The most commonly used meats in Moroccan cuisine are lamb and chicken, as well as pigeon meat; They fish in coastal areas[3]. Beef and veal are more popular than in other Arab countries[3]. Milk is found mainly in the form of kefir, raeb, or soft cheese made from sheep, cow, or goat milk; yogurt is unpopular[3].

Moroccans’ favorite fats are olive and clarified butter (changes)[6]. Spices are added to the change and it is kept for several months[6]. In the southern regions and among wealthy Moroccans, argan oil is popular[7].

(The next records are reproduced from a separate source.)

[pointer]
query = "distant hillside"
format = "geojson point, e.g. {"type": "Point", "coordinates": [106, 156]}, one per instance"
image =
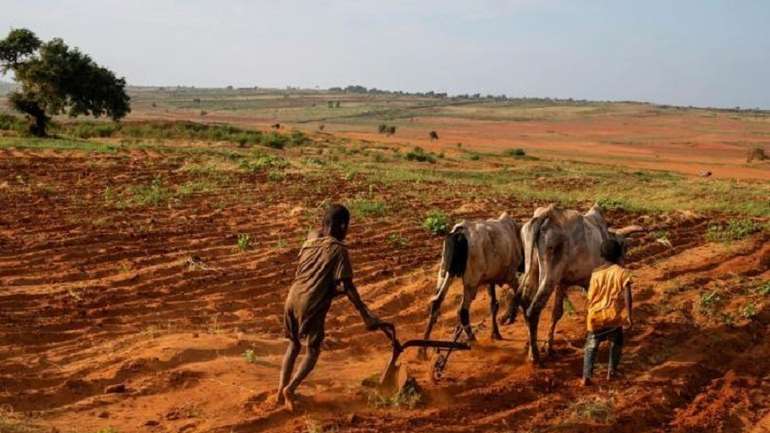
{"type": "Point", "coordinates": [6, 87]}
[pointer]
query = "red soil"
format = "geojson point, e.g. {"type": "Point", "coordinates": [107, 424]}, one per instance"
{"type": "Point", "coordinates": [93, 297]}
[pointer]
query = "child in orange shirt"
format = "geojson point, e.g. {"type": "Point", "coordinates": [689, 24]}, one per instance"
{"type": "Point", "coordinates": [609, 306]}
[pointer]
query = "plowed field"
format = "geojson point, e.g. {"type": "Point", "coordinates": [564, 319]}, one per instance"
{"type": "Point", "coordinates": [137, 315]}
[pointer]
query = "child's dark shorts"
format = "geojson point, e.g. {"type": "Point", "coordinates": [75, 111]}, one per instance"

Popular vegetables in Morocco are tomatoes, bell peppers, zucchini, artichokes, cauliflower, fennel bulbs, less popular are eggplants, leafy vegetables, cabbage, turnips and pumpkin[6]. The most common fruits on the Moroccan table are grapes (fresh or in the form of raisins), plums, peaches, apricots, quinces, pomegranates, lemons and oranges. Lemons are fermented and added to salads and stews[5]. Olives are extremely popular, and they are eaten not only as a snack, but also added to dishes[6].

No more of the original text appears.